Tools: 14mm, 17mm, 19mm, 21mm socket wrenches, Jack + stands, spring compressor (rented from AutoZone), LiquidWrench, Red LocTite
Parts: Bilstein 5100 Adjustable Front Shocks, Rear Shocks. ARB OME 885(Front) + 895(rear) coils.Write-up:
  1. Will start on the front. Loosen lug nuts on front wheels. Jack up the car and place jack stands underneath frame on both sides - may need to use 2"x4"x4" pieces of wood to have enough ground clearance- remove wheels:
    http://i.imgur.com/GA0UD5ml.jpg
    http://i.imgur.com/GIDbC1ll.jpg
  2. Remove front skid plate:
    http://i.imgur.com/xnkVgbil.jpg
  3. Remove sway bar starting with unbolting the sway links then unbolting sway bar brackets:
    Sway bar link:
    http://i.imgur.com/ikrhnuFl.jpg
    Sway bar brackets:
    http://i.imgur.com/tav99sOl.jpg
    http://i.imgur.com/BBjqoDyl.jpg
  4. Place floor jack underneath LCA and jack up:

Done with the install, here are the numbers for the new ride height(pictures to follow):
Front Right - Ground to top of wheel well:
Stock: 33" Now: 39"
Rear Right - Ground to top of wheel well:
Stock: 35" Now: 38.5"

http://i.imgur.com/XnaCRihl.jpg
http://i.imgur.com/IoEMrP0l.jpg
http://i.imgur.com/r4iysSJl.jpg

As you can see, I now have a slight bro-rake - but hopefully the front will settle a 1/2" or more over the next month or two.
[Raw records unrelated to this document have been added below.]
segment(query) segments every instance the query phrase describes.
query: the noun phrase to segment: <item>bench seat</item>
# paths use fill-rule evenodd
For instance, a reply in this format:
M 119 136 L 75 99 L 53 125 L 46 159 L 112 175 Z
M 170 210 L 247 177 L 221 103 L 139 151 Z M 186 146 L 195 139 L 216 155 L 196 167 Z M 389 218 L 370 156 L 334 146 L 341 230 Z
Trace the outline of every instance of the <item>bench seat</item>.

If the front coils don't settle I'll probably get some top mount spacers with extended studs for the rear, most likely a 1/2" set.
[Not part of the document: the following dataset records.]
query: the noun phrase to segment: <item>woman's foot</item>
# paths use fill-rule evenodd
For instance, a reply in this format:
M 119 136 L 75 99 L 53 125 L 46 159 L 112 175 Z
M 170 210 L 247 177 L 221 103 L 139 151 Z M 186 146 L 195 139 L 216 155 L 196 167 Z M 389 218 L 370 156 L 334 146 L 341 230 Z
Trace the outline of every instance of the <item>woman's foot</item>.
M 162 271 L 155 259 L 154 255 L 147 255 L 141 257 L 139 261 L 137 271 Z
sluggercz 07-12-2013 02:48 PM

LED Footwell Lights
 
Going to tackle the LED footwell lights today.

I'm going to be using the STRIP_RL_12_W_6k LED panels from VLEDs.
http://i.imgur.com/k6F9hFrl.jpg

Since I'm still waiting on the Cole Hersee switch I ordered, I will be wiring this into the ILE circuit (the same wire the maplight mod taps into) so the footwell lights come on when a door opens and so they automatically turn off as well.

I'm using J.A.'s 4Runner site as a reference, here's the link.

From J.A.'s site:
Negative terminal taps in here
Positive terminal taps in here

I'm using a small battery pack with alligator clips connected to test different placements for the footwell LEDs:
http://i.imgur.com/OQvcbmvl.jpg

Done with the footwells!
They took longer than expected, mainly because I had to fabricate some angled T-mounts for the rear footwell areas; also, I had to deal with the flaps on the bottom back side of the Limited bucket seats - folded the bottom half of the flap back and up behind the top half.

I'll post some pictures soon, but for now I can tell you that it makes a load of difference at night - especially when you are stepping into/out of your newly lifted runner.